Governor Abbott has taken significant action to combat threats to Texas’ cybersecurity, including signing the Lone Star Infrastructure Protection Act in 2021 to fortify certain physical infrastructure against threats that include hostile foreign actors.
[Well, here it is. Two years ago we warned everyone who would listen that TikTok were apparatchiks for the Chinese Communist Party–by law in China because of the CCP’s civil-military fusion–“If Google is the Joe Camel of data, then TikTok is the Joe Camel of intelligence.” We did panels warning about TikTok including the CEO’s struggle session and the CCP constitution–facts, you know. Tim Ingham warned that on top of everything else, the deals suck. And then there’s Twinkletoes, who is in our view a walking, talking Foreign Agent Registration Act violation.
[According to Emily Baker White writing in Forbes:]
China-based team at TikTok’s parent company, ByteDance, planned to use the TikTok app to monitor the personal location of some specific American citizens, according to materials reviewed by Forbes.
The team behind the monitoring project — ByteDance’s Internal Audit and Risk Control department — is led by Beijing-based executive Song Ye, who reports to ByteDance cofounder and CEO Rubo Liang.
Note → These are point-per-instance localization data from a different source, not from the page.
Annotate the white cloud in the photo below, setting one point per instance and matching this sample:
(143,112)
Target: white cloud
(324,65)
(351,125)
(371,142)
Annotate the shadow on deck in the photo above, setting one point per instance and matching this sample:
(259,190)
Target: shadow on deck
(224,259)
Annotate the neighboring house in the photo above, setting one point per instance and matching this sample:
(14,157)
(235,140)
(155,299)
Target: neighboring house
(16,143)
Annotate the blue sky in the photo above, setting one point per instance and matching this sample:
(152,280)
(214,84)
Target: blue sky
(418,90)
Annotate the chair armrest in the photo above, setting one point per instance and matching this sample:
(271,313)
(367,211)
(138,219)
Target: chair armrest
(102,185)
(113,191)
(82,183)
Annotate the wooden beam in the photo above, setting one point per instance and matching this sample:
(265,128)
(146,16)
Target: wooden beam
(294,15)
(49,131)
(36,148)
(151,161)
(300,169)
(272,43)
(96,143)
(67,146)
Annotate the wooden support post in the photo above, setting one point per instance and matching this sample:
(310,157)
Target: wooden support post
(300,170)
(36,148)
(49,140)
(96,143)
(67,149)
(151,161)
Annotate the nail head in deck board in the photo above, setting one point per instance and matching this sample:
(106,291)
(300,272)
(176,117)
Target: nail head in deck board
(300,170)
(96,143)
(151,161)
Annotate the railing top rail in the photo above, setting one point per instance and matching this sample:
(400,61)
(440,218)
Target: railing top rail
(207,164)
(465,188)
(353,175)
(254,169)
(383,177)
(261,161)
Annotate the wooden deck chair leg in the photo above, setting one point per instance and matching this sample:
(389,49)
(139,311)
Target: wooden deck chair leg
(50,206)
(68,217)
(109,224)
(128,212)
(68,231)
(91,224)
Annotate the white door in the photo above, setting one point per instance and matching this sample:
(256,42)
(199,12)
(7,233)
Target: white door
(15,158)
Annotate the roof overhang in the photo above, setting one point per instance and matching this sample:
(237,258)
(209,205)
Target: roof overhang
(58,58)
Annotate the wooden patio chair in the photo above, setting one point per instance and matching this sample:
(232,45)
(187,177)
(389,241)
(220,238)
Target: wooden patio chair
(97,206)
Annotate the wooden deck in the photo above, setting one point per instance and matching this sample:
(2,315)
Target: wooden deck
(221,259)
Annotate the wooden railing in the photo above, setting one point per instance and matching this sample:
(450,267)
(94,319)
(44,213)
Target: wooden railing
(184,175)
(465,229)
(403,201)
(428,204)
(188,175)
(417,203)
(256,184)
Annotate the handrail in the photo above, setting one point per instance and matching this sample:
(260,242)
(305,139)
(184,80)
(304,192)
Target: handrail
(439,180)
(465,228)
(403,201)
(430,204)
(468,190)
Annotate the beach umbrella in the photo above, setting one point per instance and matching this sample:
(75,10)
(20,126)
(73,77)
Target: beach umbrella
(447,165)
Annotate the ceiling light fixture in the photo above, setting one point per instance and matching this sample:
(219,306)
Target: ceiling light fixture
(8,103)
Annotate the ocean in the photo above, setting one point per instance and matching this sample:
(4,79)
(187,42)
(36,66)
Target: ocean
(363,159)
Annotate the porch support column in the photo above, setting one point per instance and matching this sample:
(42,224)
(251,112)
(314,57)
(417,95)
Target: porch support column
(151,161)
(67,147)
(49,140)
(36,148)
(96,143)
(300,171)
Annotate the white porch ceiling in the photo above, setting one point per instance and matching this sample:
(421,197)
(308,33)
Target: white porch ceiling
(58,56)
The team primarily conducts investigations into potential misconduct by current and former ByteDance employees. But in at least two cases, the Internal Audit team also planned to collect TikTok data about the location of a U.S. citizen who had never had an employment relationship with the company, the materials show. It is unclear from the materials whether data about these Americans was actually collected; however, the plan was for a Beijing-based ByteDance team to obtain location data from U.S. users’ devices.
Eight states (Massachusetts, Florida, California, New Jersey, Vermont, Kentucky, Nebraska, and Tennessee) just recently announced their investigations into TikTok, which settled an Illinois privacy lawsuit for $92 million in 2021. The coordinated scrutiny arrives as TikTok – which has been described as “legitimate spyware” – remains extremely popular, reportedly boasting north of three billion downloads and more traffic than Google.
Furthermore, TikTok’s userbase reportedly skews young, and higher-ups have capitalized upon the platform’s prominence within demographics that are relatively difficult for companies to reach.